El brazo fiscalizador de la Contraloría también juega un papel clave en este esquema, ya que los fondos están sujetos a control previo y posterior.

La Procuraduría advirtió sobre las consecuencias de la opacidad, señalando que el incumplimiento en la entrega de informes provocará la suspensión de las partidas.
La auditoría
Además de estos aportes mensuales, la ministra explicó que existe un segundo mecanismo de financiamiento mucho más significativo: el Fondo de Capacitación Sindical, nutrido también con recursos del seguro educativo.

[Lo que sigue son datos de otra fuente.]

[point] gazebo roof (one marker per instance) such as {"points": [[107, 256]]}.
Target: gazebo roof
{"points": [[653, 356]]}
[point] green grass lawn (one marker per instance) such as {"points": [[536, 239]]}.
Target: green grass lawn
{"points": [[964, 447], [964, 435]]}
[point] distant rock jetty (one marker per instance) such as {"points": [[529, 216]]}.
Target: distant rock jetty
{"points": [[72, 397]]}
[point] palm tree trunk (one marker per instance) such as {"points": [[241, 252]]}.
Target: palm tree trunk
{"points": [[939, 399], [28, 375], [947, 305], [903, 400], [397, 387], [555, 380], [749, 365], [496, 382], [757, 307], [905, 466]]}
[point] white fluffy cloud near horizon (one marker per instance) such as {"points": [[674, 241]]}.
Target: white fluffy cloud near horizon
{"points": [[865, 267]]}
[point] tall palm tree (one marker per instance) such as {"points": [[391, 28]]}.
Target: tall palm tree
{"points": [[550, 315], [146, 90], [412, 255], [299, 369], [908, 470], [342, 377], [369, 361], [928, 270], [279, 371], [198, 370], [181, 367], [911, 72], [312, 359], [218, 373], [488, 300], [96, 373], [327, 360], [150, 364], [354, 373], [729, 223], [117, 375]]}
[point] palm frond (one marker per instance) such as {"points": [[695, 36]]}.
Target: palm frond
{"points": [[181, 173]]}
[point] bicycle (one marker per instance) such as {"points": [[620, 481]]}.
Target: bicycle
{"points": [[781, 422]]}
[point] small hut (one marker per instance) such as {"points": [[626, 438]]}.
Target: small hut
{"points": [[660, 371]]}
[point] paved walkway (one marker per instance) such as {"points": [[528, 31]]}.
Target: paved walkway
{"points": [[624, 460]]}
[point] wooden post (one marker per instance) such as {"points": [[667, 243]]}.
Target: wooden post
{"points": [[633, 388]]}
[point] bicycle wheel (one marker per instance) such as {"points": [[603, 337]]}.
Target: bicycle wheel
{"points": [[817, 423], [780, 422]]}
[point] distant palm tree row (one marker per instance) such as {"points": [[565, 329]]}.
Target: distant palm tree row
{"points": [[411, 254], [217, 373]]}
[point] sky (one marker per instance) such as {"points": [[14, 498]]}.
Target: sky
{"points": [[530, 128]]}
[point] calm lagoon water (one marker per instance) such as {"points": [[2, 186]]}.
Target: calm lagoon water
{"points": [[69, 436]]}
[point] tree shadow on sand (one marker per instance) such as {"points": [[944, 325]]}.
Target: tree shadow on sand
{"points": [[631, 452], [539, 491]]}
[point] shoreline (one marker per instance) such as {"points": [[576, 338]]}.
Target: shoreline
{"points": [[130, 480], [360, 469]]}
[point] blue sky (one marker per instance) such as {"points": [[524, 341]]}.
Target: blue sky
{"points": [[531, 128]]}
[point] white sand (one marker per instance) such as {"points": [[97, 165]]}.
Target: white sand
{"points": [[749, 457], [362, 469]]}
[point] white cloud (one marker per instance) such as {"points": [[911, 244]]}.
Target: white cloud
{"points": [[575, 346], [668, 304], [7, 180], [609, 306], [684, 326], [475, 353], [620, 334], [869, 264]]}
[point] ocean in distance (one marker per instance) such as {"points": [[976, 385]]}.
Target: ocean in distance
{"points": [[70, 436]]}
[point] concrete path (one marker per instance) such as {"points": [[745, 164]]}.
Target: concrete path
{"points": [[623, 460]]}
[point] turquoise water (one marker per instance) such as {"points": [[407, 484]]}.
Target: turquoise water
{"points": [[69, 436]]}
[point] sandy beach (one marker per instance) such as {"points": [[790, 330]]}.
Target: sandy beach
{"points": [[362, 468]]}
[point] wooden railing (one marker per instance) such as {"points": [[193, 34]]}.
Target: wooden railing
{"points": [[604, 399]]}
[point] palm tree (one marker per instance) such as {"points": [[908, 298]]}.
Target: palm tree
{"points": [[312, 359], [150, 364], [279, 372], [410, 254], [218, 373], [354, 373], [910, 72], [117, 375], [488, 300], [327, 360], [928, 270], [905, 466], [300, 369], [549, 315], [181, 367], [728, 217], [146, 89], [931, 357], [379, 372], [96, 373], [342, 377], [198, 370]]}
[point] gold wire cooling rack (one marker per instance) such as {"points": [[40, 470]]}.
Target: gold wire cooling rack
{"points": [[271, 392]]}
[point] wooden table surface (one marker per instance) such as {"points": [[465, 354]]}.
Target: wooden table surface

Este fondo —detalló— distribuye anualmente entre 10 y 14 millones de dólares entre organizaciones sindicales, dependiendo de variables como el comportamiento económico y la recaudación.
De hecho, recordó que actualmente se desarrolla una auditoría que ha comenzado a dimensionar el alcance del problema: un informe preliminar detectó irregularidades que podrían alcanzar los 7 millones de dólares, correspondientes a manejos registrados entre 2012 y 2024.
La Contraloría informó el año pasado que realiza una auditoría para evaluar la correcta administración de los fondos del seguro educativo destinados a la capacitación sindical. La fiscalización abarca el período comprendido entre enero de 2012 y el 30 de junio de 2024.

“No puedo ser irresponsable entregando fondos públicos sin sustento legal”, afirmó, al dejar claro que su administración condiciona cualquier desembolso al cumplimiento de los mecanismos de rendición de cuentas.
Los sindicatos
Marco Andrade, secretario de Conusi, rechazó los señalamientos del Ministerio de Trabajo y aseguró que la organización ha cumplido con la entrega de informes.
Sostuvo que, desde el inicio de este Gobierno, no se han desembolsado recursos del seguro educativo a Conusi. Andrade indicó que su organización ha presentado dos informes correspondientes a 2024 y uno de 2025, y subrayó que estos fondos —que también se asignan a entidades como el sector empresarial o el Ministerio de Educación— pasan por múltiples filtros antes de su aprobación.
Calificó la situación actual como una “persecución” contra organizaciones que han mantenido una postura crítica frente al Gobierno.
Se intentó obtener la versión de Aniano Pinzón, secretario de Conato, pero al cierre de esta edición no hubo respuesta.